Acti Embeds AI Agents Directly in the Smartphone Keyboard

Acti Embeds AI Agents Directly in the Smartphone Keyboard
Acti has shipped a keyboard application that places AI agents at the input layer of the smartphone — not inside a separate app, but woven into the text entry surface itself, making agent-driven assistance available across every other app on the device without a context switch.
The architectural choice is notable. Most mobile AI integrations to date have lived at the application layer: a dedicated chatbot app, a summary widget, a rewrite button buried inside a single productivity suite. By targeting the keyboard — the one interface layer that sits beneath virtually all user-generated text — Acti is betting that ambient, always-available AI will see higher adoption than purpose-built AI destinations. Every text field in every app becomes a potential entry point.
The timing lands in a crowded moment for AI at the interface level. Apple announced Apple Intelligence on June 8, 2026, extending AI capabilities across iOS, iPadOS, and macOS through system-level integration. On the hardware side, Microsoft's introduction of a dedicated Copilot key — the first significant keyboard change in decades — illustrated how much the industry is willing to invest in reducing the friction between a user and an AI model. Acti's approach on mobile pursues the same friction reduction, but through software and at the input layer rather than through dedicated silicon or OS-level APIs.
The financial context sharpens the picture. Morgan Stanley forecasts AI-related global debt issuance to nearly double to approximately $570 billion in 2026, a figure that reflects the sheer capital intensity now flowing into the AI stack — infrastructure, models, and increasingly, the edge and device-side products designed to make that infrastructure useful to end users. Keyboard-layer agents represent the consumer-facing tip of that investment pyramid.
For developers and power users, the practical question is what the agents actually do at the keyboard layer and what the latency profile looks like. Inference at the keyboard — where users expect sub-200ms response to feel natural — demands either very efficient on-device models, aggressive prefill and speculative decoding strategies, or a lean network round-trip to a hosted endpoint. Any perceptible lag between a user pausing and an agent suggestion appearing will suppress adoption faster than any marketing spend can recover it. How Acti has solved that tradeoff is the detail that will determine whether this is a durable product or a technically interesting prototype.
There is also a privacy surface worth naming plainly. A keyboard that processes text across all applications has, by definition, access to everything a user types: credentials entered in banking apps, medical queries, private messages. That is not a hypothetical concern — it is the same scrutiny that third-party mobile keyboards have faced for years. Acti will need to be explicit about its data handling model, whether inference is on-device or remote, and what telemetry, if any, is retained. Users and enterprise MDM administrators will ask these questions before deployment at scale.

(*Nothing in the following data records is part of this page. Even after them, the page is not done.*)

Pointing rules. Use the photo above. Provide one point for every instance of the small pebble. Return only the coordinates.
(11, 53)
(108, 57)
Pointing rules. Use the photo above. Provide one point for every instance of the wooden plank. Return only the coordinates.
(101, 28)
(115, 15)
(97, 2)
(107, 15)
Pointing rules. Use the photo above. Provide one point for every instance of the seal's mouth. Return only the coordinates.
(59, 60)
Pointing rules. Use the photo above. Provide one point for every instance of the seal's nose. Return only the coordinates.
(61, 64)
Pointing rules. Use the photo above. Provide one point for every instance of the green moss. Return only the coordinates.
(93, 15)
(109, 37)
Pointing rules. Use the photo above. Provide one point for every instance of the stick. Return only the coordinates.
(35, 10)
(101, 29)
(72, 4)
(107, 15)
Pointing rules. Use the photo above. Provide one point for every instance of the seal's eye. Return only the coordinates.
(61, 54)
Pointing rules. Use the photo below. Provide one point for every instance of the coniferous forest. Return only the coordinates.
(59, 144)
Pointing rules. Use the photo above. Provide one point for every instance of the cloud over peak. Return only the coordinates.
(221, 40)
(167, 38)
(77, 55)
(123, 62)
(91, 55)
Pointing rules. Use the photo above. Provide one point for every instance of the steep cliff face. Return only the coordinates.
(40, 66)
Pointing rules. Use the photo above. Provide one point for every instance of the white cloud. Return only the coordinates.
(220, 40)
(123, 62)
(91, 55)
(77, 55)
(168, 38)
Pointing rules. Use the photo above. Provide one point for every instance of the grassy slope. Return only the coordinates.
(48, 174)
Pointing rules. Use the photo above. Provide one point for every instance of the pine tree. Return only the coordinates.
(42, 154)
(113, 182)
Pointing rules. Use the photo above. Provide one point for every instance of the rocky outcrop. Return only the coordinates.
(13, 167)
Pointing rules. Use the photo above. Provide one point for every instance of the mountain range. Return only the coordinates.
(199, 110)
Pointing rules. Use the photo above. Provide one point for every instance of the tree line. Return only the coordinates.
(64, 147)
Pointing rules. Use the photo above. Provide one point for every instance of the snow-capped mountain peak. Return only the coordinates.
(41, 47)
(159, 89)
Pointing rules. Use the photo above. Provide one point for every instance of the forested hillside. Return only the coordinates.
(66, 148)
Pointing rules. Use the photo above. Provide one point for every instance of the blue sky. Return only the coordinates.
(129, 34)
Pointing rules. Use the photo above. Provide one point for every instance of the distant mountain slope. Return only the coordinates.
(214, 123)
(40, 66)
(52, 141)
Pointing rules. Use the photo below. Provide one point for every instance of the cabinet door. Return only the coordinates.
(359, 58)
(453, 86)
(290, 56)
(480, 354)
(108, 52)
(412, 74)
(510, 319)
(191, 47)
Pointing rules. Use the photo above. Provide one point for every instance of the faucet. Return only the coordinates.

Looking at what this means for the broader mobile AI landscape: the keyboard is not the only path to ambient mobile AI, but it is one of the most direct. System-level integrations like Apple Intelligence require platform owner cooperation and OS-level entitlements that third-party developers cannot replicate. A keyboard app sidesteps those gatekeeping constraints entirely — it operates with permissions users already grant routinely and surfaces AI capabilities without waiting for a platform update cycle. That is a meaningful strategic advantage for an independent developer, at least until the platform owners decide to extend their own keyboard offerings.
The durability of that window is uncertain. Apple and Google have both shown willingness to absorb third-party functionality into their default system apps when usage patterns prove the demand is real. Acti's best defense is execution: if the agent experience at the keyboard level is materially better than what the system keyboard offers, that differentiation can sustain a product even inside a platform that is moving in the same direction.
What Acti has built is a clear hypothesis about where AI attention will migrate next — downward through the software stack, closer to raw input, and further from discrete app sessions. Whether the market validates that hypothesis will become visible in retention data over the next two to three quarters.